Historically, Native Masks were mainly used for ceremonial purposes. The tribes felt as though these masks were representative of animals, myths and spiritual creatures. The Royal Canadian Mint has recreated the “Grandmother Moon Mask” in ultra high relief to translate this beautiful hand carved mask into a fine silver coin.
This coin is certified to be 99.99% fine silver with a diameter of 30 millimetres and a metal weight of 33.33 grams.
Its reverse design is a faithful reproduction of the wooden mask that Richard Cochrane carved from a 58.4 cm (23 in) piece of old-growth Red Cedar retrieved from Stanley Park after the 2006 windstorm. Royal Canadian Mint engravers recreated the mask’s wood grain and preserved the two dark growth lines as well as the protective ring of eight New Zealand abalone shells.
To Richard Cochrane and many of the First Nations tribes, the moon is indeed a sacred symbol that appears in countless First Nations traditions. This Aboriginal artist was indeed inspired to represent his interpretation of “Grandmother Moon” smiling down at him and onto the earth. He cherished each moment of the two years that it took to create this master piece.
The obverse features the effigy of Her Majesty Queen Elizabeth II by Susanna Blunt.
- The engraved Moon Mask has been created with attention to detail even representing the wood grain of the Red Cedar that was used to carve the actual wooden Moon Mask.
- The ultra high relief provides an even more unique perspective onto the wonder and beauty of the art itself.
- This amazing coin was created through a minting technique that builds the apex of the silver relief image to the extreme heights usually found only in Medallic art, where dimensional images are created through the casting processes of sculpture.
Face Value:25 dollars
Composition:99.99% fine silver
Coin is encapsulated and presented in a Royal Canadian Mintbranded
maroon clamshell case lined with a black flock and
protected by a black sleeve.
Finished Packaging Size: 67 mm x 67 mm
Advertising Date: April 2, 2013
Launch Date: April 9, 2013
Complete Certificate Text:
The comforting glow of the moon
A full moon inspires awe and wonder in all those who gaze at it. Long before recorded history, cultures around the world
were charting the moon’s path across the night sky. Its perpetual waxing and waning, vanishing and reappearing, marked
the passage of time—not clock time, but the cycles of life; the ebb and flow of the sea; the birth, maturation and
migration of animals; the sprouting of new plants and the scattering of seeds.

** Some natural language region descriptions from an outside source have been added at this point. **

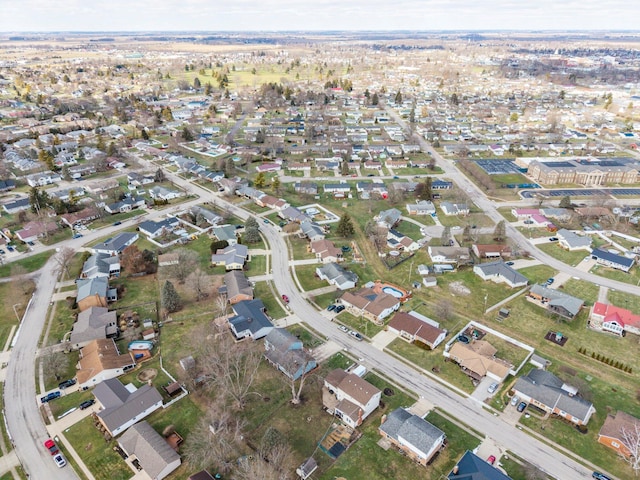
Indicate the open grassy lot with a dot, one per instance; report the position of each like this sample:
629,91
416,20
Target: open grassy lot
570,258
263,291
30,264
606,397
97,454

Unlike the sun, the moon does not blaze its power upon the earth. It is subtle, more receptive and reflective. The moon
brightens the darkness and is therefore a powerful guide or protector—and as the force that rules the tides, it is strongly
linked to water.
The moon is a sacred symbol that appears in countless First Nations traditions. These ancient cultures often carved masks
to express the intimate relationship between the invisible forces above and the people, animals, plants, rocks and earth
To the Muscoday First Nations of Saskatchewan, the moon is their protective grandmother, matron of the earth. She is
the one who pulls back the ocean tides to set the table and establish the mood. Richard Cochrane, a member of the Bear
Clan and renowned Aboriginal artist, carved a wooden mask of Grandmother Moon smiling with the gentle knowing of a
grandmother. Cochrane’s great-grandmother was the sister of Robert Bear, second chief of his band when it was known
as the John Smith Reserve. Carving the mask took two years. Says Cochrane, “You don’t rush Grandmother.”